Sunil Kuruvilla is a Canadian playwright from Waterloo, Ontario. [1] He is most noted for his play Rice Boy, which was a shortlisted finalist for the Governor General's Award for English-language drama at the 2003 Governor General's Awards. [2]
Educated at Wilfrid Laurier University, the University of Windsor and Yale University, [3] he first emerged as a playwright in the early 1990s when he won a Shaw Festival competition with his play Fight of the Century. [3] His plays Bulldogs and Firetrucks (1994) [4] and Ears to Glass, Glass to Ground (1996) [5] were both selected for the prestigious Vancouver New Play Festival.

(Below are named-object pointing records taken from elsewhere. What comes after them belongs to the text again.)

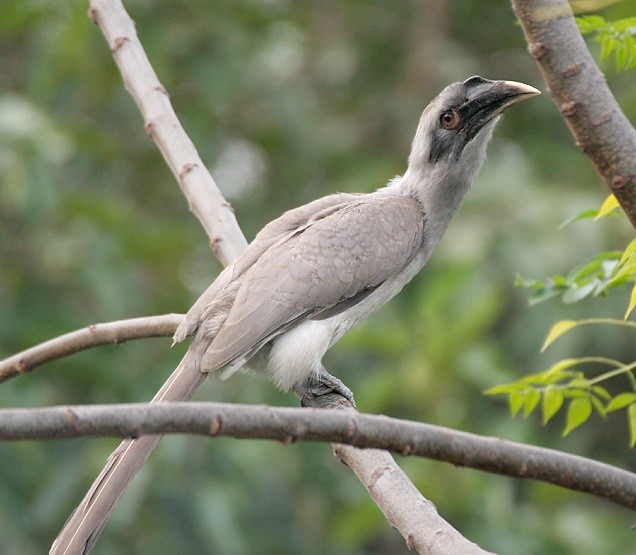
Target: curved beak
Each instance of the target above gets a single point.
(486, 99)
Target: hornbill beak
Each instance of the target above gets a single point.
(486, 99)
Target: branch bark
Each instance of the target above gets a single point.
(289, 425)
(85, 524)
(577, 86)
(162, 125)
(92, 336)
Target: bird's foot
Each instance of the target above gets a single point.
(320, 385)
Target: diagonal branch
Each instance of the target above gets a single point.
(205, 200)
(86, 523)
(92, 336)
(577, 86)
(289, 425)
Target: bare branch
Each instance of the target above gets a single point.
(599, 127)
(84, 526)
(161, 123)
(289, 425)
(410, 513)
(92, 336)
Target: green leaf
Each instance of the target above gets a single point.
(632, 303)
(557, 370)
(530, 401)
(609, 205)
(607, 46)
(552, 401)
(621, 401)
(591, 213)
(631, 419)
(622, 56)
(579, 411)
(515, 402)
(601, 392)
(576, 293)
(557, 331)
(628, 252)
(598, 405)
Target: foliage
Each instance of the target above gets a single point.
(314, 101)
(618, 37)
(562, 383)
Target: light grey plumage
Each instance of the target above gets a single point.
(316, 271)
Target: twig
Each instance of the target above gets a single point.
(92, 336)
(290, 425)
(84, 526)
(163, 126)
(599, 126)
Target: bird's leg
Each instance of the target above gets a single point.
(321, 384)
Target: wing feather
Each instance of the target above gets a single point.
(322, 264)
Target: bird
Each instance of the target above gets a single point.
(315, 272)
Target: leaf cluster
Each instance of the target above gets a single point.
(595, 277)
(562, 384)
(616, 37)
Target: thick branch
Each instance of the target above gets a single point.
(85, 338)
(289, 425)
(84, 526)
(579, 90)
(161, 123)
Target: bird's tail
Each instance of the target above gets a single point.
(87, 521)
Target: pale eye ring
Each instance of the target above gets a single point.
(449, 119)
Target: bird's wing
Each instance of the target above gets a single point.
(276, 231)
(326, 265)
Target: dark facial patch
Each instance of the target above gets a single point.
(442, 144)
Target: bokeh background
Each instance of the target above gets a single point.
(288, 101)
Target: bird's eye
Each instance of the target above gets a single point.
(449, 119)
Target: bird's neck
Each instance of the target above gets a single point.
(440, 193)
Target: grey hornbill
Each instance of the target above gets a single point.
(314, 273)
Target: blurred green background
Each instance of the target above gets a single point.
(288, 101)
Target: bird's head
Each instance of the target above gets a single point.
(456, 126)
(450, 143)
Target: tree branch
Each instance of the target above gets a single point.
(85, 524)
(205, 200)
(92, 336)
(599, 126)
(289, 425)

Rice Boy was first staged by the Yale Repertory Theatre in 2000 while Kuruvilla was a student there, [6] and received a production in Los Angeles by The Actors' Gang in 2001. [7] In 2001, his play Fighting Words was staged by Toronto's Factory Theatre, [8] and his play Minus 1 was staged at the Toronto Fringe Festival. [9] In 2002, his play Snapshot was staged in Louisville, Kentucky. [1]
Rice Boy was produced by Canadian Stage in 2003, [10] and was a Governor General's Award nominee that year following its publication by Playwrights Canada Press.
In 2009, Rice Boy was staged by the Stratford Festival, the festival's first-ever production of a play about the immigrant experience. [11] At that time, Kuruvilla was named one of Wilfrid Laurier University's . [12] top 100 graduates in the university's 100 year history. Since then, he has become a television writer and college professor.